SENEGAL-GOUVERNEMENT-PARLEMENT-ANALYSE
Dakar, 6 sept (APS) –L’universitaire sénégalais Khadiyatoulah Fall, a estimé que la Déclaration de politique générale (DPG) constitue un ”grand exercice d’éloquence politique”, invitant son auteur à ”résister à la tentation du lyrisme, de la surenchère verbale et de la sophistication démonstrative”.
Le Premier ministre, Ahmadou Al Aminou Lo est attendu mardi à l’Assemblée nationale pour faire sa DGP, une exigence constitutionnelle par une déclinaison du programme politique, économique et social de son gouvernement.

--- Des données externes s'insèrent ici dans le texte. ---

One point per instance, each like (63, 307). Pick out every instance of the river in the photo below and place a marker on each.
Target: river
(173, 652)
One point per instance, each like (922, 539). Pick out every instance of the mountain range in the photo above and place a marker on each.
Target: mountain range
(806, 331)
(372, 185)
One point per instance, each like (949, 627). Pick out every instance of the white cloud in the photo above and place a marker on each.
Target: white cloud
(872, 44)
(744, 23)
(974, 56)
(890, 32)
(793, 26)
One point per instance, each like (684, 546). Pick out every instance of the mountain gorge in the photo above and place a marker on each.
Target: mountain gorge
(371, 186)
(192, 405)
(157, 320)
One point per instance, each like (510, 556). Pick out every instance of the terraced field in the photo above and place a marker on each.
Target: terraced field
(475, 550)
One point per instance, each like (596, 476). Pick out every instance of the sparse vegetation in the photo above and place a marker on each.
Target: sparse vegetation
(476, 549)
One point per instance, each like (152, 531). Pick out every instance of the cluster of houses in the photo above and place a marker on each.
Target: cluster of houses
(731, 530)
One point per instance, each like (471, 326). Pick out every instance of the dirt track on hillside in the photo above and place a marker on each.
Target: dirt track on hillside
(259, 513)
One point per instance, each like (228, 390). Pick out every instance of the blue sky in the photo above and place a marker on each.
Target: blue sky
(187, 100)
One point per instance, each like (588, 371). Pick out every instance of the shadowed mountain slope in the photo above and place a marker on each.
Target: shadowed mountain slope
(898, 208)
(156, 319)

”La Déclaration de politique générale est souvent appréhendée comme un grand exercice d’éloquence politique”, a dit Khadiyatoulah Fall, dans un entretien avec l’APS.
M. Fall est un spécialiste de l’analyse des discours, ayant enseigné pendant des années à l’Université du Québec à Chicoutimi (UQAC) au Canada.

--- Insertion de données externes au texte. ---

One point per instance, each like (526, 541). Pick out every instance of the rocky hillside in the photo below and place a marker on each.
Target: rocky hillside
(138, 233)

”Du point de vue de l’analyse du discours, la DPG appartient à un genre relativement stabilisé. On peut y reconnaître plusieurs invariants : un diagnostic de la situation, une interprétation des difficultés, l’affirmation d’une vision, la hiérarchisation des priorités, l’annonce de mesures et la projection d’un avenir souhaitable”, a analysé ce spécialiste de sémantique énonciative et discursive.
Khadiyatoulah Fall a eu à participer à la rédaction de la DPG d’anciens Premiers ministres dont Macky Sall et Souleymane Ndéné Ndiaye.
”Le Premier ministre doit exposer un cap, rassurer, mobiliser et susciter l’adhésion”, a dit le spécialiste, soulignant ‘l’importance de cette dimension ”qui ne suffit pas tout de même à rendre compte de la portée réelle de l’exercice”.
Cette volonté de susciter l’adhésion ”risquerait même de réduire la DPG à la qualité de la prestation oratoire, à l’efficacité de quelques formules ou à la réaction immédiate de l’hémicycle”.
”Une Déclaration de politique générale est bien davantage qu’un discours réussi. Elle constitue un acte institutionnel par lequel un chef de gouvernement propose une lecture de la situation nationale, hiérarchise les priorités, transforme des orientations politiques en engagements publics et accepte de soumettre son action à une évaluation future”, a estimé Khadiyatoulah Fall.
”Résister à la tentation du lyrisme”
Dans l’histoire de la Déclaration de politique générale au Sénégal, des Premiers ministres – on cite souvent Idrissa Seck- se sont distingués aussi par leur éloquence, l’art de convaincre voilant même le contenu. ”Seulement convaincre ne signifie pas séduire”, avertit le spécialiste.
Le Premier ministre gagnerait, plutôt, à ”résister à la tentation du lyrisme, de la surenchère verbale et de la sophistication démonstrative”, a-t-il préconisé.
Khadiyatoulah Fall est convaincu que dans cette ”conjoncture particulière, convaincre ne consistera ni à effacer les difficultés ni à minimiser les désaccords”.
Il s’agira, a poursuivi M. Fall, de montrer que le gouvernement connaît les contraintes, qu’il possède une méthode pour les traiter et qu’il accepte de rendre compte des résultats.
L’universitaire a souligné que la forme de la DPG est aussi importante, que le fond. ”Une DPG ne convainc pas parce qu’elle est brillante. Elle convainc lorsqu’elle établit une correspondance crédible entre les mots, les moyens, le temps et les résultats”, a-t-il analysé.
Dans une DPG, convaincre ne consiste pas seulement à séduire un auditoire ou à remporter momentanément une bataille de communication. Il s’agit de rendre une situation intelligible, un choix légitime, une action possible et un engagement crédible”, a-t-il insisté.